Configuring a Pipeline

Configure a pipeline to define how data flows from source tables to target tables and how the data is processed along the way.

The steps to configure a pipeline differ depending on whether your organization uses the default hosted Transformer for Snowflake engine or deployed Transformer for Snowflake engines to run pipelines. Use the appropriate steps for your organization:

Configure a Pipeline (Hosted Engine)

If your organization uses the default hosted Transformer for Snowflake engine to run pipelines, use the following steps to configure a pipeline:
  1. In the Navigation panel, click Build > Pipelines, and then click the Add icon.
  2. In the Define Pipeline step of the pipeline wizard, enter a pipeline name and optional description.
  3. For Engine Type, select Transformer for Snowflake, and then click Next.
    Tip: To skip sharing the pipeline, click Save & Open in Canvas. You can share the pipeline with others at a later time.
  4. In the Share Pipeline step, optionally share the pipeline with other users or groups, in the Select Users and Groups column, type a user email address or a group name. Select users or groups from the list, and then click Add.
    The added users and groups display in the User / Group table.
    Modify permissions as needed. By default, each added user or group is granted both of the following permissions:
    • Read - Enables viewing the pipeline configuration details and pipeline version history, creating a job for the pipeline, and exporting the pipeline.
    • Write - Enables designing and publishing the pipeline, creating and removing tags for the pipeline, and deleting pipeline versions.
    For more information, see the Control Hub documentation.
  5. To configure the pipeline now, click Save & Open in Canvas.
    If you have not saved your Snowflake account URL or credentials to your StreamSets account, the Snowflake Credentials dialog box appears. Enter the following information to enable access to Snowflake. The information is validated, then stored in your StreamSets account for use with all of your subsequent connections.
    Snowflake Credentials Property Description
    Snowflake URL Default Snowflake URL to use. For example:

    https://<yourcompany>.snowflakecomputing.com/

    Username Snowflake user name.
    Authentication Method Authentication method to use: password or private key.
    Password Password for the Snowflake account.

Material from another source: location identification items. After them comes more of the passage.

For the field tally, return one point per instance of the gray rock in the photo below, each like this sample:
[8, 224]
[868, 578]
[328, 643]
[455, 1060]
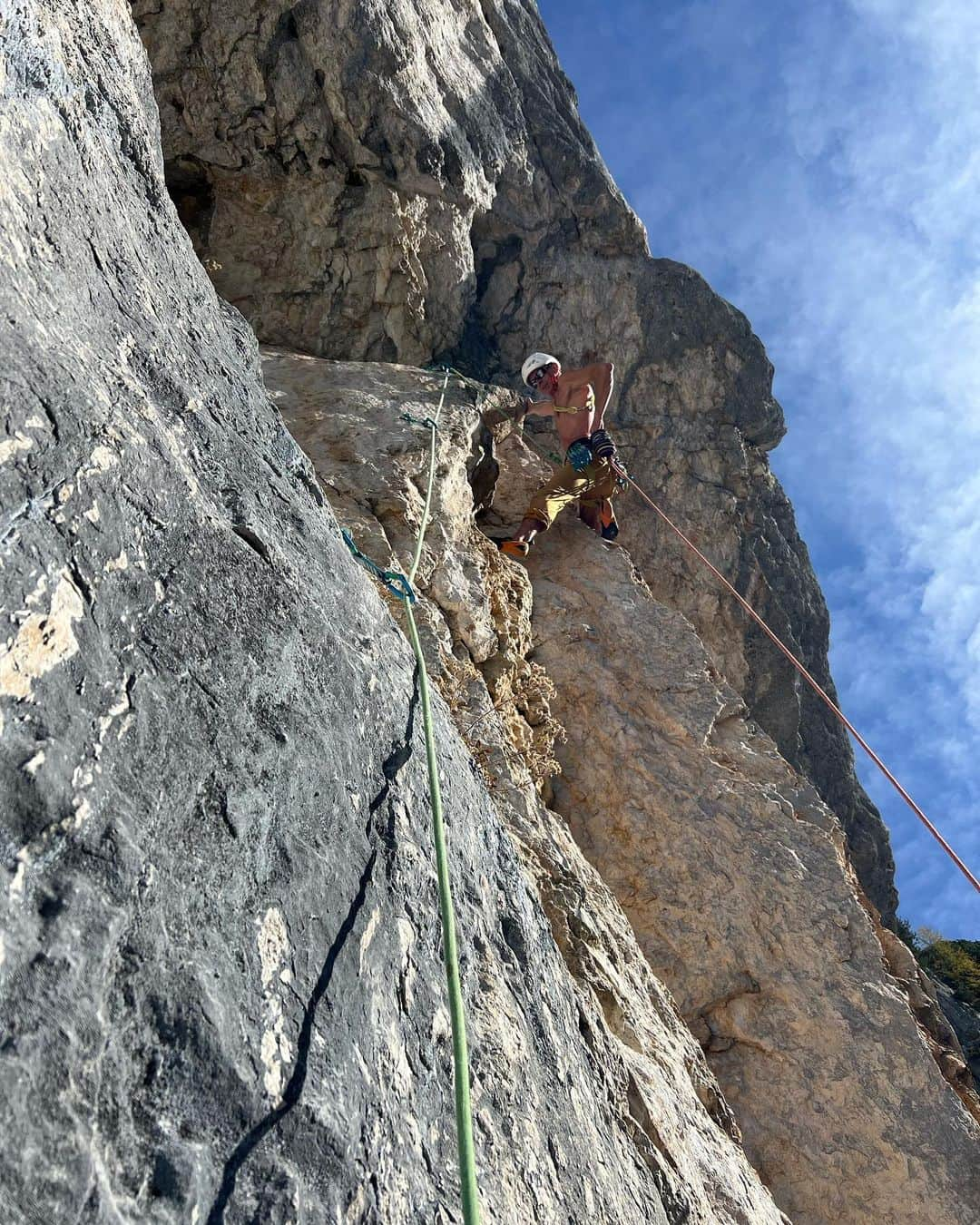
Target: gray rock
[965, 1022]
[220, 986]
[410, 178]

    Available when using password authentication.

    Private Key Private key for the Snowflake account. Enter a PKCS#1 or PKCS#8 private key and include the key delimiters.

    For example, when entering a PKCS#8 private key, include the -----BEGIN PRIVATE KEY----- and -----END PRIVATE KEY----- key delimiters.

    Available when using private key authentication.

  6. In the canvas, on the General tab of the pipeline properties, configure the following properties, as needed:
    General Property Description
    Name Displays the pipeline name specified in the pipeline creation wizard.
    Description Displays the description specified in the pipeline creation wizard.
    Labels Pipeline label to help search and filter pipelines in the Pipelines view. For more information, see the Control Hub documentation.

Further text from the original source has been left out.